問02 有害物質の空気中での性状などに関する次の記述のうち、誤っているものはどれか。

(1)金属の蒸気が空気中で凝固や化学変化を起こし、固体の粒子として空気中に浮遊しているものは、ヒュームである。

(2)クロム酸などを含んだ液体の微細な粒子が、空気中で固化し、固体の粒子として浮遊しているものは、ミストである。

(3)常温で固体であっても昇華性の化学物質は、空気中では固体粒子と気体の両方の形で存在することがある。

(4)一般に、ヒュームはミストに比べて、粒径が小さい。

(5)固体に研磨、粉砕などの機械的な作用を加えて発生した固体の粒子が空気中に浮遊しているものは、粉じんである。

正答(2)

【解説】

(1)正しい。アーク溶接作業を観察すると、白い煙のようなものが上がっている。これがヒュームである。アーク中の温度は金属の沸点よりもかなり高いため、金属が気化して気体となって作業環境中に放出されるが、この気体が作業空間中で冷やされて固体になる。

なお、この固体はきわめて微細で、かなり正確な球形や結晶状など整った形をして、それが連なっている。粉じんに比較すると粒径が小さいので沈降しにくい。

(2)誤り。ミストとは、蒸発した気体が空気中で液化したり、スプレー作業などによって作業空間中に浮遊する液体の微細な粒子(飛沫)のことである。あくまでもミストとは液体の微細な粒子である。固体の粒子はミストとは呼ばない。
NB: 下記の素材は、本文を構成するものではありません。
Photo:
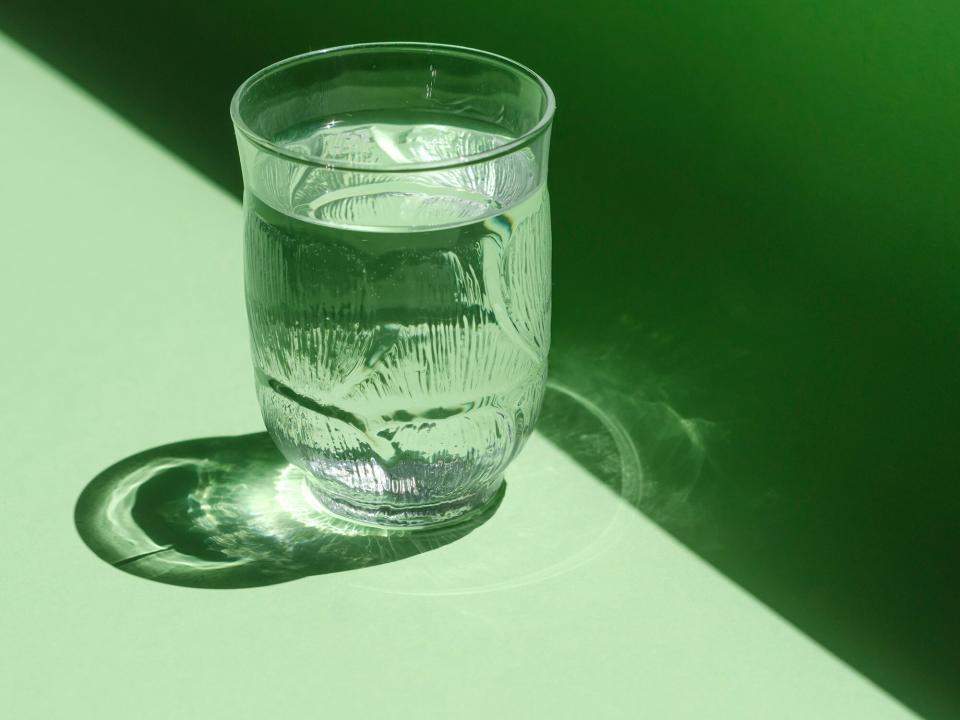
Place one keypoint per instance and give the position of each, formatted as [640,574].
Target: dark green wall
[756,223]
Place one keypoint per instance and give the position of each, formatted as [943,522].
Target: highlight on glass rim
[556,359]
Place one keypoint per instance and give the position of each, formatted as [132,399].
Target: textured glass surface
[399,304]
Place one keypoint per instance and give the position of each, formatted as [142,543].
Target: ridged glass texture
[399,321]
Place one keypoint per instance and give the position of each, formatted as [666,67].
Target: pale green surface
[122,298]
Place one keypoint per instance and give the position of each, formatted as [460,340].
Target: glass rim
[513,145]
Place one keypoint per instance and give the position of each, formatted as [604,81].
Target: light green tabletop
[125,330]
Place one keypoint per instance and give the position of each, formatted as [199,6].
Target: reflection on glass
[397,271]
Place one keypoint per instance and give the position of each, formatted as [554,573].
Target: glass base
[410,516]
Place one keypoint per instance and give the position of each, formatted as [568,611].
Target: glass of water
[397,267]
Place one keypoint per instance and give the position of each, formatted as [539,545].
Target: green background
[756,225]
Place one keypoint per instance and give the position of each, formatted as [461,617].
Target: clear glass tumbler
[397,267]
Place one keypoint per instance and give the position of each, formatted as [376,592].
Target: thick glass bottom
[409,516]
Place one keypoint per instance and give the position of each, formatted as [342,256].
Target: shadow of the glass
[231,512]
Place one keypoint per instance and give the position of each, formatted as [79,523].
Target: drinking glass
[397,270]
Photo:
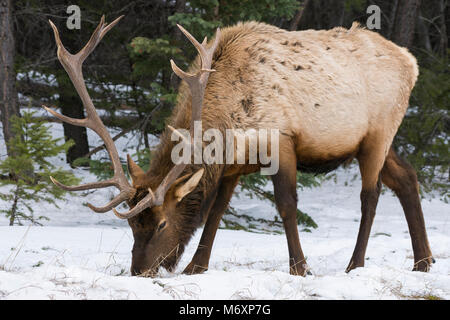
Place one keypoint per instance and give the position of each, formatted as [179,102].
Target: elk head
[152,211]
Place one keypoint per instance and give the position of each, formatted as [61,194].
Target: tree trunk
[8,94]
[443,44]
[405,22]
[71,106]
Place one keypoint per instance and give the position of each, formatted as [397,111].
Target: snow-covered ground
[82,255]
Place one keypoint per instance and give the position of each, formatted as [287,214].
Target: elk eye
[161,225]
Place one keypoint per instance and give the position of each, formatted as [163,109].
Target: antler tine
[146,202]
[121,197]
[197,84]
[73,63]
[87,186]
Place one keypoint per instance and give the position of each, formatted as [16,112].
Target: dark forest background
[131,70]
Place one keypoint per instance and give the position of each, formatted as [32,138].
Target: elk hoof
[424,265]
[353,265]
[300,271]
[194,268]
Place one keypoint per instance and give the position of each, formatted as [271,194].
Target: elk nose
[135,271]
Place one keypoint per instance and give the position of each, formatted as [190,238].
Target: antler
[197,84]
[73,63]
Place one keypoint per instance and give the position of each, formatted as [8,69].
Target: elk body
[334,95]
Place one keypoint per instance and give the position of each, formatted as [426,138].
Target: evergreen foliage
[28,170]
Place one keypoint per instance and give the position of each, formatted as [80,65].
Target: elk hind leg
[399,175]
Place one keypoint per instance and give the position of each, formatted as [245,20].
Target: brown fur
[333,95]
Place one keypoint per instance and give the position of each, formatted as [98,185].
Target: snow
[82,255]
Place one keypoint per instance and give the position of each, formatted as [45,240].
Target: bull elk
[334,95]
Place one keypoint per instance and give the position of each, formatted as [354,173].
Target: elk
[334,95]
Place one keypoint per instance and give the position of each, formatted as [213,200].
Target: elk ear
[133,168]
[184,189]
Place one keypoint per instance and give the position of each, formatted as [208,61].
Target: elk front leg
[201,257]
[371,158]
[399,176]
[285,184]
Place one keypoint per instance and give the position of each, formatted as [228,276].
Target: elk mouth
[168,262]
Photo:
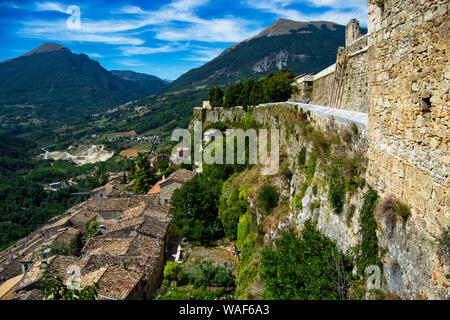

(3)正しい。昇華とは固体から気体へ変化することである。昇華性物質は常温で固体と気体の双方で存在し得る。

(4)正しい。ヒュームは気体が空気中で凝固して個体になったもので、一般に粒径が小さく0.1~1µm程度である。ミストはスプレー作業やバブリングによって空気中に出てくる液体の粒子で5~150µm程度である。

(5)正しい。固体の微細な粒子を粉じんと呼ぶ。産業保健の分野の英語ではパウダー又はダストと呼ぶ。

なお、明確な大きさの定義があるわけではないが、空気中に浮遊するようなものを粉じんと呼び、0.5~150µm程度のものを指すことが多い。これは、空気中に浮遊していなくても粉じんである。球形とは限らず、様々な形状をしている。